İsrailli yetkililer: Gazze Şeridi'nde ateşkes mümkün, ancak zaman alabilir

Hamas uzun süredir esirlerin serbest bırakılmasından önce savaşın sona erdirilmesini talep ediyor. (AFP)
Hamas uzun süredir esirlerin serbest bırakılmasından önce savaşın sona erdirilmesini talep ediyor. (AFP)
TT

İsrailli yetkililer: Gazze Şeridi'nde ateşkes mümkün, ancak zaman alabilir

Hamas uzun süredir esirlerin serbest bırakılmasından önce savaşın sona erdirilmesini talep ediyor. (AFP)
Hamas uzun süredir esirlerin serbest bırakılmasından önce savaşın sona erdirilmesini talep ediyor. (AFP)

İsrailli yetkililer dün yaptıkları açıklamada, Gazze Şeridi'nde ateşkes sağlanması için Katar'da yürütülen müzakerelerde İsrail ile Hamas arasındaki görüş ayrılıklarının giderilebileceğini, ancak bir anlaşmaya varılmasının birkaç günden fazla sürebileceğini belirtti.

Şarku’l Avsat’ın Reuters'tan aktardığına göre İsrail ve Hamas heyetleri, ABD Başkanı Donald Trump'ın ABD destekli yeni bir teklifin bir anlaşmaya yol açacağına dair umudunu dile getirmesinin ardından bir anlaşmaya varmak için pazar gününden bu yana Katar'da bulunuyor.

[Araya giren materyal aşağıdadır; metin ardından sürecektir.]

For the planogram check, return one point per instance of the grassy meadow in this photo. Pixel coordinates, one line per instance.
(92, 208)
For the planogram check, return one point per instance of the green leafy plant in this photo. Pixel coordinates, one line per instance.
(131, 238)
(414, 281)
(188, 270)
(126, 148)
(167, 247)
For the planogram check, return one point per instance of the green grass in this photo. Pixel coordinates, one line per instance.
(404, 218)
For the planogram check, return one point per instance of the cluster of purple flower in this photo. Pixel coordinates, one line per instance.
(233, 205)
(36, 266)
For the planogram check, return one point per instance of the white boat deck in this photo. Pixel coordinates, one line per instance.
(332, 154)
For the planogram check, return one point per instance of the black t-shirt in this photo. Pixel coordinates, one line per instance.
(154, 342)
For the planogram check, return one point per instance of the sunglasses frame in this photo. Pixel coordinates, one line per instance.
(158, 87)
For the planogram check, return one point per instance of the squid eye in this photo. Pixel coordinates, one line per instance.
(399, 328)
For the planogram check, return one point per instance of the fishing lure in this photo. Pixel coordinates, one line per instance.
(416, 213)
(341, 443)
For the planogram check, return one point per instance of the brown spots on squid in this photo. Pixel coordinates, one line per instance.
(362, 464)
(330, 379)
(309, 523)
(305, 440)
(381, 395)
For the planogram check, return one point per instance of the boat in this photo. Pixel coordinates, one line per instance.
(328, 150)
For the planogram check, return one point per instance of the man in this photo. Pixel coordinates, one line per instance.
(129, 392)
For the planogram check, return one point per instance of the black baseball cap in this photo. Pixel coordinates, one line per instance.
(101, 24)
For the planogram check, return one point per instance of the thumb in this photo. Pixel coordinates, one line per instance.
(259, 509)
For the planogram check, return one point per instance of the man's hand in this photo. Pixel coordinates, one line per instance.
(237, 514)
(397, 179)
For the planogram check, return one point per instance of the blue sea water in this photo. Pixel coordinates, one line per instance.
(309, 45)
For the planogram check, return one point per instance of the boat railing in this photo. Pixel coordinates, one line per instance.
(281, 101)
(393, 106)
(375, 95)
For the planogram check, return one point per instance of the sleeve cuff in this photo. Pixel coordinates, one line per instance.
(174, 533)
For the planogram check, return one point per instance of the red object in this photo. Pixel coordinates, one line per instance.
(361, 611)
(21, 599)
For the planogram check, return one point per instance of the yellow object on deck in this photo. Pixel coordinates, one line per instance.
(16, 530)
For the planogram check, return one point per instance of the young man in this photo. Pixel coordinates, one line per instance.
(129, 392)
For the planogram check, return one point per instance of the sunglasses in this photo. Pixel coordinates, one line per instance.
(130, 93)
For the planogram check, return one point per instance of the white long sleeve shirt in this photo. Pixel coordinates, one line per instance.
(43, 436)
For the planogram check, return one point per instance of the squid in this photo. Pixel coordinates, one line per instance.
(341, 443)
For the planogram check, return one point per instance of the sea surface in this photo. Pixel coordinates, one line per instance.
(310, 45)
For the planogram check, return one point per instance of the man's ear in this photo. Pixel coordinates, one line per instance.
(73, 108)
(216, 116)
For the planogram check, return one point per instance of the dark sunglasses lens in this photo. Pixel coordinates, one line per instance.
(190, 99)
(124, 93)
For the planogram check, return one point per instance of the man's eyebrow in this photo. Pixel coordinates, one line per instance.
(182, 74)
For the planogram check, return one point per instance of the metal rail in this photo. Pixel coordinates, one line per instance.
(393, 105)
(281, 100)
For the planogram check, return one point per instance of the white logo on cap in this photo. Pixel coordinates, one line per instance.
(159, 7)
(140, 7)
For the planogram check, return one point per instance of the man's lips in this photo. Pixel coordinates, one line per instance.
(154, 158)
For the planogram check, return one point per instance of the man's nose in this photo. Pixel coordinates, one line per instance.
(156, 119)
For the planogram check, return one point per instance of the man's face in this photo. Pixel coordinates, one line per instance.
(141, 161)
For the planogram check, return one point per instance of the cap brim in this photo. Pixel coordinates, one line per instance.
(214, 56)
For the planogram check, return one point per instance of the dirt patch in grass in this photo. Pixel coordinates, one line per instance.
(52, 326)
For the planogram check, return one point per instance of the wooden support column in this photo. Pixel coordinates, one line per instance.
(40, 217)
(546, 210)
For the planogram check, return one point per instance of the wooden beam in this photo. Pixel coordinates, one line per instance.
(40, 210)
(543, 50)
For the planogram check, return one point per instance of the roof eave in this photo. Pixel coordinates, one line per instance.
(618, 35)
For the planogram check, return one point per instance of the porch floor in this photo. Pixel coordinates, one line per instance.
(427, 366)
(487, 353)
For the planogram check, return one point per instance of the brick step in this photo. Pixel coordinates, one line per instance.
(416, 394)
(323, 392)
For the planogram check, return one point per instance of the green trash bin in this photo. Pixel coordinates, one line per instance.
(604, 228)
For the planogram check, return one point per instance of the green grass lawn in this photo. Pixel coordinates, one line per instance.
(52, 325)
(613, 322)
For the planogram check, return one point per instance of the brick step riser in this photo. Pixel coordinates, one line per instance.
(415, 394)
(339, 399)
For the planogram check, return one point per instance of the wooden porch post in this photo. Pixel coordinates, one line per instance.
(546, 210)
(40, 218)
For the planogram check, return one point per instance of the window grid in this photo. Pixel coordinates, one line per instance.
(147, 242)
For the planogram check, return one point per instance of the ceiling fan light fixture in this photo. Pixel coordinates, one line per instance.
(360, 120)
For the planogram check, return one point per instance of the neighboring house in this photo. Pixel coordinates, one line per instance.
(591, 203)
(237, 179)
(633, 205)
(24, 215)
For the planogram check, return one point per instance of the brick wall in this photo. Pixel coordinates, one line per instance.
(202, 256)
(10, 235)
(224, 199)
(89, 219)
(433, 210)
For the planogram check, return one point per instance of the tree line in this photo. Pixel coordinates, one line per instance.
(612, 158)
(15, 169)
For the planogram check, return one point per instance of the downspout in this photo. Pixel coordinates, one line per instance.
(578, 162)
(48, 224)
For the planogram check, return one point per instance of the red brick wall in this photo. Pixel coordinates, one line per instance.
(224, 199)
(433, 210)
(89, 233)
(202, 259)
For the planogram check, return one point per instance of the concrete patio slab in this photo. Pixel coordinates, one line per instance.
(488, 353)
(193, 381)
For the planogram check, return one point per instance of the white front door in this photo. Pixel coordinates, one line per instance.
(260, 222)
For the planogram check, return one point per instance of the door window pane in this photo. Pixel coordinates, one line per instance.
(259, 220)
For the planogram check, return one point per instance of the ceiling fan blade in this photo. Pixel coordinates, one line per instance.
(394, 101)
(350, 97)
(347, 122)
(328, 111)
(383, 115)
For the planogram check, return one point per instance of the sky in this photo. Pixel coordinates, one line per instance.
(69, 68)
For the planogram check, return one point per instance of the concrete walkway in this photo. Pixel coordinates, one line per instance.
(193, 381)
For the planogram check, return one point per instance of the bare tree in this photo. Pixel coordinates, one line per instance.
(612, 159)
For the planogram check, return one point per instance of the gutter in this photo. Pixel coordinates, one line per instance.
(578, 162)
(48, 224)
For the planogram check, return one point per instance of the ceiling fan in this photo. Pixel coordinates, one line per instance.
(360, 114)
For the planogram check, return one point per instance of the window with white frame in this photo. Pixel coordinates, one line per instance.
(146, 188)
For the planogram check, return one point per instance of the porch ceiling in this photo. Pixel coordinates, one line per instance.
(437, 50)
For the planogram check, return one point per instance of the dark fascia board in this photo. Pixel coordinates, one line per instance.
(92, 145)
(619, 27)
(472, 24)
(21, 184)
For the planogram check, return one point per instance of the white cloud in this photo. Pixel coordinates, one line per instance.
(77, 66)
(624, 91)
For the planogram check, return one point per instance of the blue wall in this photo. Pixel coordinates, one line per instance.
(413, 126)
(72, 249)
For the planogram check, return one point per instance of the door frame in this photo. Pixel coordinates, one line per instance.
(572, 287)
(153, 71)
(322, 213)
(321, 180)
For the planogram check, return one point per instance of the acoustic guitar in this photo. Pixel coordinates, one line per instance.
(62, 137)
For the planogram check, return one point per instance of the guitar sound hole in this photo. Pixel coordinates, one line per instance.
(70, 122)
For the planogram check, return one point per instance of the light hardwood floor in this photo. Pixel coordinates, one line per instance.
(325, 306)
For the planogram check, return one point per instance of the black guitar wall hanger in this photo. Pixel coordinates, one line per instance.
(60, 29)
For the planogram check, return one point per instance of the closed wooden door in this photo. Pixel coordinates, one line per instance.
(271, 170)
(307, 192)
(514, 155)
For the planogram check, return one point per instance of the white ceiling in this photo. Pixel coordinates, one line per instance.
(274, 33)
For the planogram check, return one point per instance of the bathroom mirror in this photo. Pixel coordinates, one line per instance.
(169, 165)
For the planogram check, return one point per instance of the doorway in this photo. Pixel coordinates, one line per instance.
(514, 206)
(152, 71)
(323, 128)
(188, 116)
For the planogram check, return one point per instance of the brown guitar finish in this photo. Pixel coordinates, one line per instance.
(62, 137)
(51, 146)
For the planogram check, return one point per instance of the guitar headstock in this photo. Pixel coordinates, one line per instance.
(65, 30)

Trump, pazartesi akşamı İsrail Başbakanı Binyamin Netanyahu ile bir araya geldi. Söz konusu görüşmede Netanyahu, Filistinli tüm grupların şiddetle karşı çıktığı, Gazze Şeridi'nde yaşayanların bir kısmının yerlerinden edilmesi ve yurt dışına yerleştirilmesi planını ortaya attı. Netanyahu ayrıca, Trump'a Nobel Barış Ödülü adaylık mektubunu da sundu.

Katar Dışişleri Bakanlığı Sözcüsü Macid el-Ensari dün yaptığı açıklamada, Mısır ve Katar arabuluculuk ekiplerinin henüz nihai bir ateşkes anlaşmasını görüşmediklerini, ancak daha detaylı görüşmelere yol açacak bir ilkeler çerçevesi üzerinde anlaşmaya çalıştıklarını bildirdi.

El-Ensari, “Katar ve Mısır arabuluculuk ekipleri uygun bir müzakere çerçevesine ulaşmak için Doha'da gece gündüz çalışıyorlar. Görüşmeler henüz başlamadı ama her iki tarafla da bu çerçeve hakkında konuşuyoruz. Taraflar halen Doha'da, bu da her zaman iyiye işarettir” ifadelerini kullandı.

Beyaz Saray Sözcüsü Karoline Leavitt pazartesi günü gazetecilere yaptığı açıklamada, ateşkes önerisinin hazırlanmasında kilit rol oynayan Trump'ın Ortadoğu Özel Temsilcisi Steve Witkoff'un görüşmelere katılmak üzere bu hafta Doha'ya gideceğini söyledi.

Ateşkes önerisi, esirlerin aşamalı olarak serbest bırakılmasını, İsrail güçlerinin Gazze Şeridi'nin bazı bölgelerinden çekilmesini ve savaşın tamamen sona erdirilmesine yönelik tartışmaları içeriyor.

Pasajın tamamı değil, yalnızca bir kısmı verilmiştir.